La majorité de la chambre était loin, quand elle refusa d’accueillir les propositions de 1837, de songer, comme on affecta ensuite de le croire, à proclamer sa préférence pour le système du directeur général des ponts et chaussées. Elle n’avait considéré que les projets dont elle était saisie, soit dans leur état intrinsèque, soit dans la relation qui devait exister entre eux et les autres chemins destinés à sillonner le territoire de la France. Lorsque M. Dufaure vint, à la fin du débat, mettre en doute que la chambre, avec les documens produits, pût se former une opinion raisonnée sur l’ensemble de l’œuvre, il indiquait du doigt une cause d’hésitation planant au-dessus de toute l’assemblée. Assurément il était incontestable que les projets du ministère avaient été présentés au hasard, comme à la débandade; ce n’était pas un motif pour rendre un verdict négatif aussi radical que celui qui fut rendu pour ajourner en masse toutes les lignes.

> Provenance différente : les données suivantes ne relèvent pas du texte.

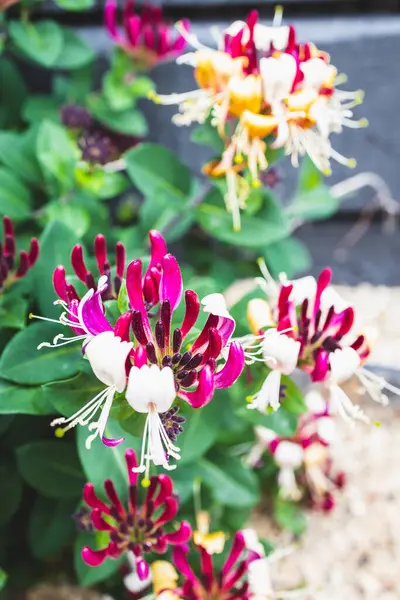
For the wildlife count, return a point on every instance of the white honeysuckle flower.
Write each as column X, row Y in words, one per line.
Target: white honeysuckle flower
column 315, row 401
column 280, row 352
column 269, row 393
column 252, row 542
column 151, row 390
column 132, row 581
column 216, row 305
column 344, row 363
column 326, row 429
column 107, row 356
column 277, row 76
column 316, row 72
column 289, row 457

Quand autour de nous d’autres états de la famille européenne s’avançaient à pas rapides dans la carrière, il était triste de nous voir fermer une longue discussion par une déclaration d’impuissance.

A la suite de ce vote, il ne restait plus au ministère qu’à prendre ses mesures pour renouveler le débat dans de meilleures conditions à la session suivante. Une commission spéciale fut chargée d’examiner toutes les questions relatives aux voies ferrées, et, par l’autorité de ses études et de ses jugemens, de préparer des points d’appui pour les discussions ultérieures[1]. Il fallait d’abord se fixer sur le mode d’exécution et savoir si on persévérerait à concéder les grandes lignes à l’industrie privée, ou si désormais on les réserverait à l’état. Dès la première séance, on put juger de l’ascendant que les opinions de M. Legrand exerçaient sur une commission qui en réalité

  1. Parmi les membres de cette commission figuraient MM. le comte d’Argout, Dufaure, Dumon, baron de Fréville, Gréterin, Legrand, Mathieu de la Redorte, Odier, Passy (Hippolyte), Real (Félix), de Rémusat (Charles). MM. Dufaure et Dumon ne prirent aucune part aux travaux de la commission.